La série Nevermind Sovietland illustre le voyage du photographe espagnol Tomeu Coll jusqu’à Vorkuta, une ville russe, construite par les prisonniers des goulags. Un témoignage touchant sur l’isolation d’un peuple perdu au cœur d’un territoire gelé à retrouver au Festival Circulation(s)
Cinéaste de formation, Tomeu Coll est fasciné par le pouvoir des caméras. Pour lui, ce sont des inventions fabuleuses, capables d’enregistrer un instant fugace et d’en faire une histoire inoubliable. Pourtant, très vite, l’artiste se tourne vers la photographie.
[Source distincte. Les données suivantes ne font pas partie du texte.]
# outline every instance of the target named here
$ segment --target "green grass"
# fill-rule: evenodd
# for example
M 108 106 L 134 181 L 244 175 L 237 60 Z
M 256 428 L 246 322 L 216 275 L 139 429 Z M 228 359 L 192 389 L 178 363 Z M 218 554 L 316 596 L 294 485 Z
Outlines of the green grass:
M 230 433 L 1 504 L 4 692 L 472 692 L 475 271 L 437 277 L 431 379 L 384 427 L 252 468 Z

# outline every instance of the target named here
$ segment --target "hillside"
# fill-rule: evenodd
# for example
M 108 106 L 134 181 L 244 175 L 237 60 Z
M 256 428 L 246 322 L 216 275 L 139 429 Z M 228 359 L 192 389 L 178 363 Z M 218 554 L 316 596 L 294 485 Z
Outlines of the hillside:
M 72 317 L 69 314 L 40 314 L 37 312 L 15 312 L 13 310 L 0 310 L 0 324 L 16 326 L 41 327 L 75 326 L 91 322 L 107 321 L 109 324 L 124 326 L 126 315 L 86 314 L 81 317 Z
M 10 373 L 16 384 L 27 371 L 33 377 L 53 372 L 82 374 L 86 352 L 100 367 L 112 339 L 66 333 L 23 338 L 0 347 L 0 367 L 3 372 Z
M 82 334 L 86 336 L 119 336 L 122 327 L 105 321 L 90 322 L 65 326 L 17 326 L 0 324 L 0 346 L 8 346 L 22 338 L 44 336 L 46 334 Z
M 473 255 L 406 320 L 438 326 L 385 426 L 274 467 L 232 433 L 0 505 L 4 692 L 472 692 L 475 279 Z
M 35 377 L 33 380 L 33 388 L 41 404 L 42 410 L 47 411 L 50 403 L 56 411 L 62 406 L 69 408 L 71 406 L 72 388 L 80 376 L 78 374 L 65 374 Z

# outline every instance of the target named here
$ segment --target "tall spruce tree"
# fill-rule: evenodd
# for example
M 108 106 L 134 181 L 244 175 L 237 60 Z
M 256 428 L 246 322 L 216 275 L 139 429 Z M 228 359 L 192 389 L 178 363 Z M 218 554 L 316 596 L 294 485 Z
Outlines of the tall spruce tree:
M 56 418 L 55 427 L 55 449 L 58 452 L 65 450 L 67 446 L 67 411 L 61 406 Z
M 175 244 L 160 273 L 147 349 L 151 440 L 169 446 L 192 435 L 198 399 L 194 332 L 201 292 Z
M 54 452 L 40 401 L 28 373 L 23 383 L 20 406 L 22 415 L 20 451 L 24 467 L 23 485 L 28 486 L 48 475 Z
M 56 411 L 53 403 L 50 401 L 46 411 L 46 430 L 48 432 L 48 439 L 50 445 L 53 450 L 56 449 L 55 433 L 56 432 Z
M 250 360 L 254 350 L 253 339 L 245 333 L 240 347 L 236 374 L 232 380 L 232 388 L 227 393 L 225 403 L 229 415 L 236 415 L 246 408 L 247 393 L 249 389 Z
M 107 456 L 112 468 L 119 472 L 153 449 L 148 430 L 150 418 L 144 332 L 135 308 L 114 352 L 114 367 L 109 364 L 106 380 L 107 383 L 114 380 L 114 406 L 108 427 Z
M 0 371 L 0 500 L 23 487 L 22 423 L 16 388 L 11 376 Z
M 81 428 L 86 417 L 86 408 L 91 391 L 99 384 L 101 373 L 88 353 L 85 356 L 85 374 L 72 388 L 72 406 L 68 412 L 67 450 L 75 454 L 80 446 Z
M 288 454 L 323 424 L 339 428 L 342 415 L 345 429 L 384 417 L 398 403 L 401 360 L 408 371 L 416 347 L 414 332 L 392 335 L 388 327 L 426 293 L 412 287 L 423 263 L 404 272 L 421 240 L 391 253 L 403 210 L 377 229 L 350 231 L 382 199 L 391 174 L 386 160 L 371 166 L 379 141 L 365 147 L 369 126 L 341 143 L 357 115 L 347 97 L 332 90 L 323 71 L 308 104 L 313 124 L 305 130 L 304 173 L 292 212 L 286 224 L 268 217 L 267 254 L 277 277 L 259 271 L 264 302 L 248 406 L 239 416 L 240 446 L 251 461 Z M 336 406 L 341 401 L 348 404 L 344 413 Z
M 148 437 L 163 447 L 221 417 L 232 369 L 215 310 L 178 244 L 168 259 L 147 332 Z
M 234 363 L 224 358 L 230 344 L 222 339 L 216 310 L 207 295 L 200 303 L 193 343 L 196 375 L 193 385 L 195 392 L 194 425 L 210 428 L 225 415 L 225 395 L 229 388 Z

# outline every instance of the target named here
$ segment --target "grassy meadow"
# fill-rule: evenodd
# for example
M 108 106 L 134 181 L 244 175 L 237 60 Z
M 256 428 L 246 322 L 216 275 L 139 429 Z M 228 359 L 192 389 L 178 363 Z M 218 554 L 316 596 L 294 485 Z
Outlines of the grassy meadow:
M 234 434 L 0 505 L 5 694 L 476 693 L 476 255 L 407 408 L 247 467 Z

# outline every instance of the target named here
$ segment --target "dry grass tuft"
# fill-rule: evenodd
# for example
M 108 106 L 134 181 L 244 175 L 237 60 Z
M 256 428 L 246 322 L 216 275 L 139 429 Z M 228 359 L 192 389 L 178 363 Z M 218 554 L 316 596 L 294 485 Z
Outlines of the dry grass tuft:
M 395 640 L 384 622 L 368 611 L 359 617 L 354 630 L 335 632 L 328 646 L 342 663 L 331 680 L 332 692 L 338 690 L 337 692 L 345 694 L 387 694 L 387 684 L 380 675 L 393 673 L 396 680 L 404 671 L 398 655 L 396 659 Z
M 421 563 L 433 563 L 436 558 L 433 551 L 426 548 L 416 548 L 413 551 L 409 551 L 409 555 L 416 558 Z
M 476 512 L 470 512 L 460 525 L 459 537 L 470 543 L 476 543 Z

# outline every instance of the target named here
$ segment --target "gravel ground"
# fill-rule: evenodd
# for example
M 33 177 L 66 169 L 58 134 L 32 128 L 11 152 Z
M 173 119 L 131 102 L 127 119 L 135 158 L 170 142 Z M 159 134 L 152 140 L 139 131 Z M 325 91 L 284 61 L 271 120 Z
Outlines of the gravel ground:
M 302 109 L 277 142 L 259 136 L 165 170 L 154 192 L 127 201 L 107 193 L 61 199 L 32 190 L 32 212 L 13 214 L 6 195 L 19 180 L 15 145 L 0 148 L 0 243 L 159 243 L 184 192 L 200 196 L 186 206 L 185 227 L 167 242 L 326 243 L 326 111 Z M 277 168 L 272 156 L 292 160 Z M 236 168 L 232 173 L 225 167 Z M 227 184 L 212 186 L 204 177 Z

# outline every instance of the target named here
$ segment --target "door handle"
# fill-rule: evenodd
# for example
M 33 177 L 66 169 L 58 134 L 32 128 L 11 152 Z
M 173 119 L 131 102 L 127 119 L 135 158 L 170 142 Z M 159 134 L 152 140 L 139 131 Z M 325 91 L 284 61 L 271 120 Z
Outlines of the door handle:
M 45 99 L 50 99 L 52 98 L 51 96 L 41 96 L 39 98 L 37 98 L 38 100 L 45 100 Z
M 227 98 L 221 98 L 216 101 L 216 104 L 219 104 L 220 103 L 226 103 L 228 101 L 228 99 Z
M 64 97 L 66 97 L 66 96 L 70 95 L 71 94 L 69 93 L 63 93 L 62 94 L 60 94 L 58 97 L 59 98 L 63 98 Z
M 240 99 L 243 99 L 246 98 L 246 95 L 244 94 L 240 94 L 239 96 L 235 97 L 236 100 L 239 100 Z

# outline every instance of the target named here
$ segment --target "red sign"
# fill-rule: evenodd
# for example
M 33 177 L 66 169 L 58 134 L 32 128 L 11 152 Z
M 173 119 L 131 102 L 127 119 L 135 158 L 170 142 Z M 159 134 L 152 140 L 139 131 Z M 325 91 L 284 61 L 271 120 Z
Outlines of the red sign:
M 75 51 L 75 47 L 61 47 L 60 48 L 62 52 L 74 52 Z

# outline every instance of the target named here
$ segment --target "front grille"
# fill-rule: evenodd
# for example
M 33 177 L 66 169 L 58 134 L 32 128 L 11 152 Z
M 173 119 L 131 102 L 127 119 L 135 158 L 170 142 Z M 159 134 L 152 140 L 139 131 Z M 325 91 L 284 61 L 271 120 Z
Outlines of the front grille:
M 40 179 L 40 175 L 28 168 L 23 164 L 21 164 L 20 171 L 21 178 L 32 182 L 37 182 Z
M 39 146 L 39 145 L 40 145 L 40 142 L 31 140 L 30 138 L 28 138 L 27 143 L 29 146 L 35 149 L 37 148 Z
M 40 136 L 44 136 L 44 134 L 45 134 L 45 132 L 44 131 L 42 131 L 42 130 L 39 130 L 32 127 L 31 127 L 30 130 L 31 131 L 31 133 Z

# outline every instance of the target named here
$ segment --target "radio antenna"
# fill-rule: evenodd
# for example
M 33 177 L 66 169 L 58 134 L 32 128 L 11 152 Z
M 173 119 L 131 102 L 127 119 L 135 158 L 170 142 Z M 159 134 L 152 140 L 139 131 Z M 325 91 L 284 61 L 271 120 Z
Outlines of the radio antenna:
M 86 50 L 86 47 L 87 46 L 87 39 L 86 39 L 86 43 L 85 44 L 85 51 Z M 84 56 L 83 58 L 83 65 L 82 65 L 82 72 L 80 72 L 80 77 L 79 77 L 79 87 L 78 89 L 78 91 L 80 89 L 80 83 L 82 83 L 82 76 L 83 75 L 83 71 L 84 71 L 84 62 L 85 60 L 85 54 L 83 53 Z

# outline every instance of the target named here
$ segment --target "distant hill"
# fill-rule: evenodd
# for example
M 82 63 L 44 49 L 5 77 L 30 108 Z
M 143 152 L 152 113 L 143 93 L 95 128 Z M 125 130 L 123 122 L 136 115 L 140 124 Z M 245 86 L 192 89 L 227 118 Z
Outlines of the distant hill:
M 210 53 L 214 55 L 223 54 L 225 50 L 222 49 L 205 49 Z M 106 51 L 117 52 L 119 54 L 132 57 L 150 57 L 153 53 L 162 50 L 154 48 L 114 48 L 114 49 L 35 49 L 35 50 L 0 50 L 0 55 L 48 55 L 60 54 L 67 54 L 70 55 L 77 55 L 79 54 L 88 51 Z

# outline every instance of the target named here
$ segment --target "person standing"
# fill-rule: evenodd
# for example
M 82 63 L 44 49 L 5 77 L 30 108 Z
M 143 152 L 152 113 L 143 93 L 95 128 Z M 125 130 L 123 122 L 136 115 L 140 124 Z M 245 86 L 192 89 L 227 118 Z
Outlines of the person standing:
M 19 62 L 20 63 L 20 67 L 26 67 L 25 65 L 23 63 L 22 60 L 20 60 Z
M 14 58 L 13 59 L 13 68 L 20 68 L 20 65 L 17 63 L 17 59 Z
Avec le temps, il apprend à aimer le huitième art, et à créer des récits immobiles. « J’ai compris qu’une image fixe pouvait avoir autant d’impact qu’une scène tirée d’un film », explique-t-il.
Son boîtier ? Un outil lui permettant de découvrir de nouvelles cultures. « J’essaie de m’imprégner de ce que je photographie, confie-t-il. Sinon, mon image n’a pas de raison d’être. J’ai besoin de prendre part à l’histoire de mes modèles, ou d’essayer, au moins, de nouer des liens avec eux. » C’est donc plein d’empathie qu’il voyage jusqu’à Vorkuta, une cité russe située à 3 000 kilomètres de Moscou, et construite par les prisonniers des goulags, à l’apogée de l’Empire soviétique. Un territoire glacé, au passé complexe et au futur indéterminé. « J’ai toujours été fasciné par l’histoire soviétique. Cette période, pourtant récente, marquée par la révolution d’un peuple », précise le photographe.
Un lieu hors du temps
C’est d’abord le froid polaire du territoire qui attire Tomeu Coll. Un climat difficile, loin de son Espagne natale. Originaire d’une île, le photographe veut expérimenter une autre forme de solitude, en se rendant à Vorkuta. « Je voulais vivre l’isolation, la vraie. Cette certitude d’être perdu, au milieu de nulle part, sans échappatoire, à 40 heures de train de la grande ville la plus proche », affirme-t-il. Alors qu’il compose Nevermind Sovietland, le photographe découvre un peuple unique, forgé par une vie difficile, et porté par un passé poignant. Un peuple habitant une ville construite sous la contrainte, par des prisonniers bravant la morsure du froid. Une culture complexe, coincée entre deux mondes, regrettant parfois l’URSS et sa redoutable puissance. En découvrant Vorkuta, on découvre aussi un monde de contrastes, entre aversion et affection. « Malgré l’hostilité des lieux, lorsqu’on y naît, une partie de nous appartient à l’endroit », conclut simplement Tomeu.